Detection Methods for CVE-2026-35602
Indicators of Compromise
- Unusual file import activity from specific user accounts
- Rapid storage consumption without corresponding increase in legitimate task data
- Import operations where declared file sizes in metadata are significantly smaller than actual stored content
- Error logs showing disk space exhaustion or storage allocation failures
Detection Strategies
- Monitor import endpoint activity for high-frequency requests from individual users
- Implement file system monitoring to detect anomalous storage growth patterns
- Audit import operations by comparing declared metadata sizes against actual file sizes written to storage
- Configure alerts for storage utilization thresholds on Vikunja data directories
Monitoring Recommendations
- Enable verbose logging for file import operations to capture metadata and actual file sizes
- Set up disk space monitoring with alerting for the Vikunja storage directory
- Review authentication logs for accounts performing repeated import operations
- Implement rate limiting on import endpoints to slow potential exploitation attempts
How to Mitigate CVE-2026-35602
Immediate Actions Required
- Upgrade Vikunja to version 2.3.0 or later immediately
- Review import logs for suspicious activity prior to patching
- Consider temporarily disabling the file import feature if upgrading cannot be performed immediately
- Audit storage consumption and remove any suspicious oversized files
Patch Information
The vulnerability is fixed in Vikunja version 2.3.0. The fix was implemented through Pull Request #2575, which ensures the application calculates actual decompressed file sizes rather than trusting the metadata values. Organizations should upgrade to version 2.3.0 or later by downloading from the official release.
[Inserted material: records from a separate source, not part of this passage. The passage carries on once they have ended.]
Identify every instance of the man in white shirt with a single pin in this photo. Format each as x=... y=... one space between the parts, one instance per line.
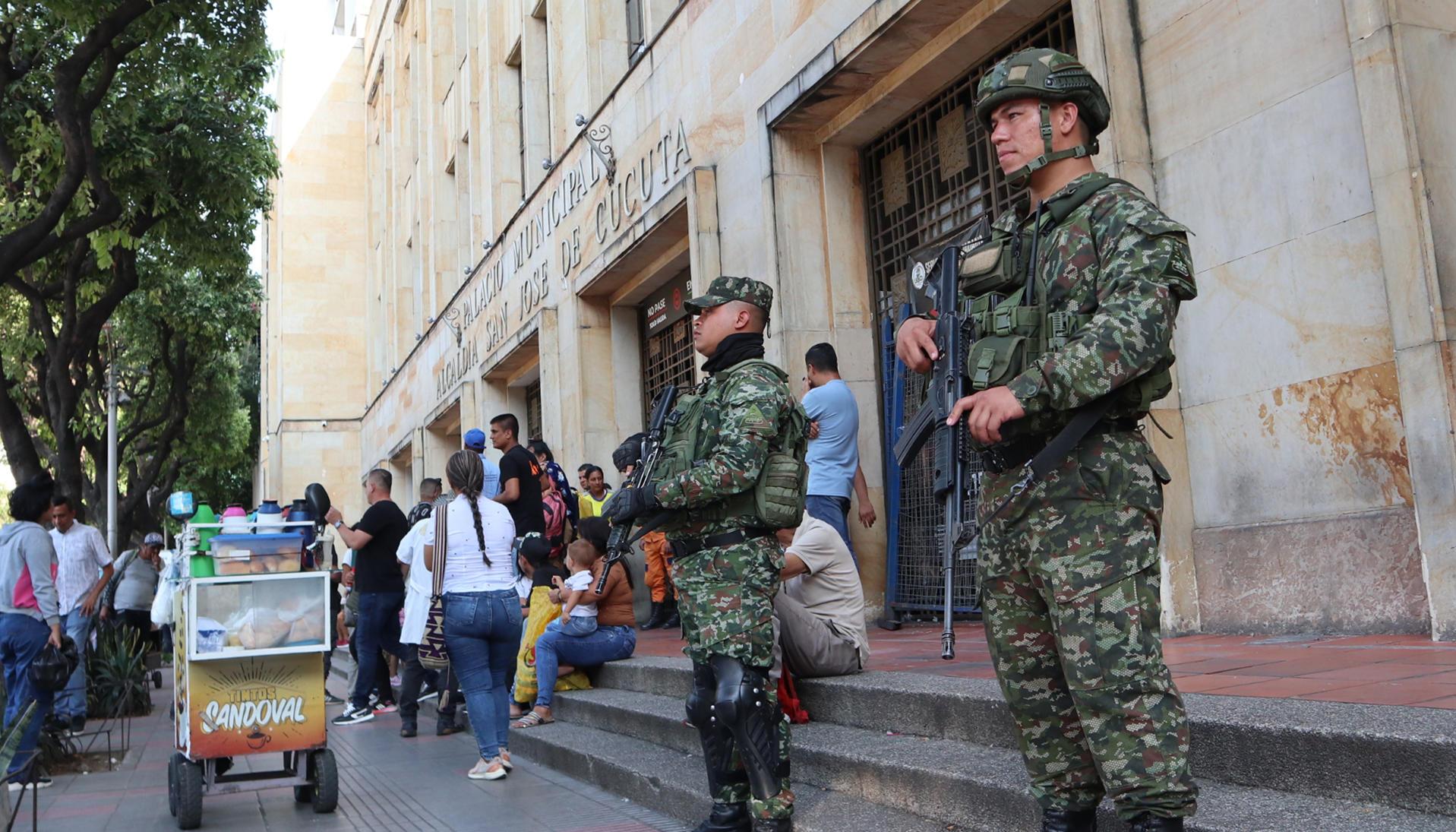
x=85 y=568
x=820 y=609
x=417 y=684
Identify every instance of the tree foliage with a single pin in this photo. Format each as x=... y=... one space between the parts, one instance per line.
x=136 y=155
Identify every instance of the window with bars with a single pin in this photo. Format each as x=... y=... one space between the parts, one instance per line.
x=667 y=359
x=533 y=410
x=927 y=179
x=636 y=36
x=513 y=60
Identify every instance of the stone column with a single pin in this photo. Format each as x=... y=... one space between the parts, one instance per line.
x=1403 y=65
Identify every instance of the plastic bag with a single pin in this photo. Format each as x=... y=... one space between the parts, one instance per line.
x=166 y=589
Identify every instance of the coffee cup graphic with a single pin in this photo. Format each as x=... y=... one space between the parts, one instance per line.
x=258 y=739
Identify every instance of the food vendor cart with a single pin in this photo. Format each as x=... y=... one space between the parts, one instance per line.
x=251 y=630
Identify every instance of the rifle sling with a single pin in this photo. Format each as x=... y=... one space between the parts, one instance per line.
x=1062 y=444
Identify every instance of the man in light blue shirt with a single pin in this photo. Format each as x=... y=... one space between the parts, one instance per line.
x=475 y=441
x=833 y=457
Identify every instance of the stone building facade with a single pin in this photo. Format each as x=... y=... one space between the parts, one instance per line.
x=498 y=206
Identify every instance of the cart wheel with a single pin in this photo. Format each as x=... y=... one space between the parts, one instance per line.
x=172 y=784
x=325 y=781
x=190 y=793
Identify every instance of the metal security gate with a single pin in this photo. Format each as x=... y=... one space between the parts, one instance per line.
x=667 y=359
x=533 y=410
x=927 y=179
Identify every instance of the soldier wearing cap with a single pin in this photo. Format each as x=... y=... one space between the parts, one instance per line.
x=1069 y=570
x=721 y=442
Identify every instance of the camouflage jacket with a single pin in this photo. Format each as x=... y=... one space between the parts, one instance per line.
x=1122 y=261
x=741 y=414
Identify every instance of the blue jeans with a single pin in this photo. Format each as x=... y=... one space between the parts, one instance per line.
x=484 y=636
x=377 y=630
x=21 y=641
x=833 y=511
x=574 y=625
x=554 y=647
x=71 y=701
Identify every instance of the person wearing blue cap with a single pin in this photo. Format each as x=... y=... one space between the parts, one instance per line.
x=475 y=441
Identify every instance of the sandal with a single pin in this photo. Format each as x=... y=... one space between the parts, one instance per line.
x=532 y=720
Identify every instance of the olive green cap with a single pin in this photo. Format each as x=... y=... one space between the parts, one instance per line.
x=724 y=289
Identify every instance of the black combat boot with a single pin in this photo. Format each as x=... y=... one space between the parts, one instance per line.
x=655 y=619
x=1069 y=821
x=1149 y=824
x=727 y=818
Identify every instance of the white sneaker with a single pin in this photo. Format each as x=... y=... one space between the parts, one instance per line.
x=352 y=716
x=488 y=770
x=41 y=781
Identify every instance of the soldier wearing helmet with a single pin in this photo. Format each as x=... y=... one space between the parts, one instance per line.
x=1072 y=302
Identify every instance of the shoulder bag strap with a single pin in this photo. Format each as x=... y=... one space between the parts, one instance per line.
x=441 y=516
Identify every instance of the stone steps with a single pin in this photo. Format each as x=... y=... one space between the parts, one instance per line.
x=936 y=780
x=1372 y=754
x=673 y=783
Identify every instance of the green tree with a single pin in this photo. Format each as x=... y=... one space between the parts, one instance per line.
x=136 y=155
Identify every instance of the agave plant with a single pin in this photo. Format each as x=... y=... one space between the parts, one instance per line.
x=12 y=745
x=117 y=675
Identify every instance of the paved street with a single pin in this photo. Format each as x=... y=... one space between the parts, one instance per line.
x=386 y=784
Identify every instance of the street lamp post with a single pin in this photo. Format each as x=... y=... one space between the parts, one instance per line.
x=111 y=443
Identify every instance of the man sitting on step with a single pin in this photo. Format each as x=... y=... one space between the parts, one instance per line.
x=820 y=609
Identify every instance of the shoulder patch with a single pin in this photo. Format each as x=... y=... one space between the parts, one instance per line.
x=754 y=420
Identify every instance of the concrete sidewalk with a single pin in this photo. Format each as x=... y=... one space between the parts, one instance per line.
x=1360 y=669
x=386 y=784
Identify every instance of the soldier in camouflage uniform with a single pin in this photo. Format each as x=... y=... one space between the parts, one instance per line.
x=1069 y=568
x=727 y=562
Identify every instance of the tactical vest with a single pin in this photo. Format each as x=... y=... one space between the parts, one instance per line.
x=776 y=500
x=1008 y=333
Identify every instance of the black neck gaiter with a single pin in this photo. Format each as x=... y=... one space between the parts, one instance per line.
x=734 y=349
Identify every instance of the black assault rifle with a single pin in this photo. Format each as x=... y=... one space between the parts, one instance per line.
x=621 y=539
x=938 y=284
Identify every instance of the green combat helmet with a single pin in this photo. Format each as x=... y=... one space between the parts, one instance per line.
x=1049 y=76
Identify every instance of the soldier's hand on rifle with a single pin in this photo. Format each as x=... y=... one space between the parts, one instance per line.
x=914 y=344
x=628 y=505
x=986 y=411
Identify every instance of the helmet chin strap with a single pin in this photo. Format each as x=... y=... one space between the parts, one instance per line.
x=1022 y=174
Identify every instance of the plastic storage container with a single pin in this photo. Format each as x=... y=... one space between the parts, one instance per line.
x=270 y=514
x=204 y=536
x=235 y=520
x=257 y=554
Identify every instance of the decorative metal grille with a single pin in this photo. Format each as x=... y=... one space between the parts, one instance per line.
x=927 y=179
x=667 y=359
x=533 y=410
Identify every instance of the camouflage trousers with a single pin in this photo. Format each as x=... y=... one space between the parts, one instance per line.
x=725 y=601
x=1069 y=577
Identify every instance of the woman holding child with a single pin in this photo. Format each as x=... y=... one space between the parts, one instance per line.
x=614 y=636
x=481 y=606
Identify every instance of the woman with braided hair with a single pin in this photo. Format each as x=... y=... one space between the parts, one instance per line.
x=482 y=611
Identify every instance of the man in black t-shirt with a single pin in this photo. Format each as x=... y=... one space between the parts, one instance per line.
x=379 y=584
x=520 y=477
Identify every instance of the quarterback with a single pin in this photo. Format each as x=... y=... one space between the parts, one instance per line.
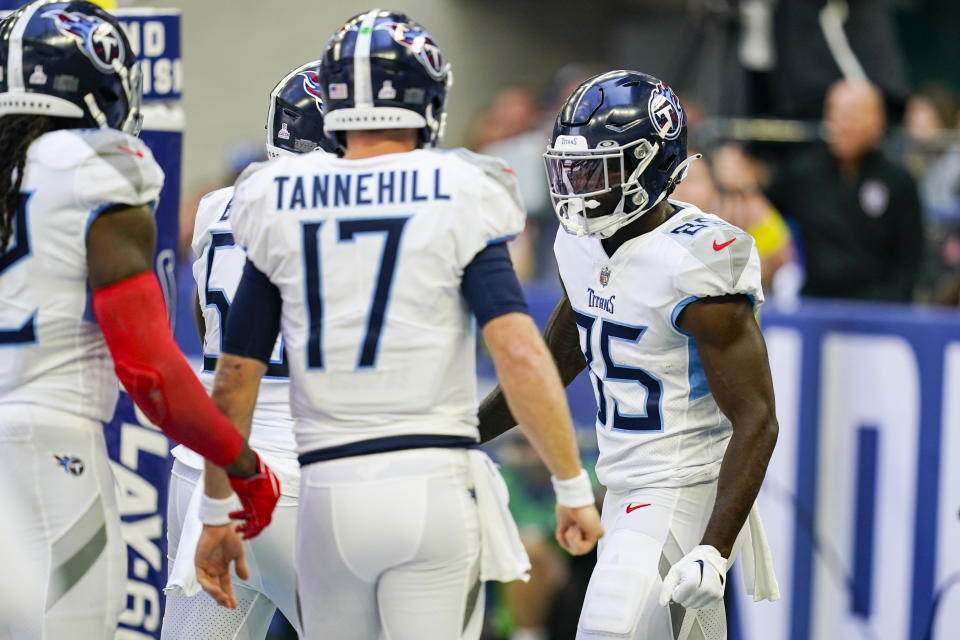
x=660 y=303
x=80 y=307
x=377 y=267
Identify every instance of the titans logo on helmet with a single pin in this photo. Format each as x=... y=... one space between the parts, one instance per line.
x=98 y=40
x=420 y=42
x=666 y=114
x=311 y=86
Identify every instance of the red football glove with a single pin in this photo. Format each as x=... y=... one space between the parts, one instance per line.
x=258 y=495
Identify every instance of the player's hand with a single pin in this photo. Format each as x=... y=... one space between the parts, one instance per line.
x=578 y=529
x=217 y=548
x=258 y=495
x=697 y=580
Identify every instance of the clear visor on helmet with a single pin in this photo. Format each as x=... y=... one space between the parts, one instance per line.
x=588 y=187
x=583 y=174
For detailed technical information about this vulnerability, refer to the GitHub Security Advisory GHSA-qh78-rvg3-cv54.
Workarounds
- Restrict access to the import functionality by limiting user permissions if your deployment supports this
- Implement external file size validation at the web server or reverse proxy level before requests reach Vikunja
- Configure disk quotas on the underlying storage to limit the impact of storage exhaustion attacks
- Deploy monitoring and alerting to detect exploitation attempts before significant damage occurs
- Consider placing Vikunja behind an application firewall that can inspect and validate import payloads
# Example: Configure disk quota monitoring for Vikunja data directory
# Monitor storage usage and alert at 80% threshold
du -sh /path/to/vikunja/files/
# Set up cron job to check storage usage
echo "0 */4 * * * root /usr/local/bin/check_vikunja_storage.sh" >> /etc/crontab
Disclaimer: This content was generated using AI. While we strive for accuracy, please verify critical information with official sources.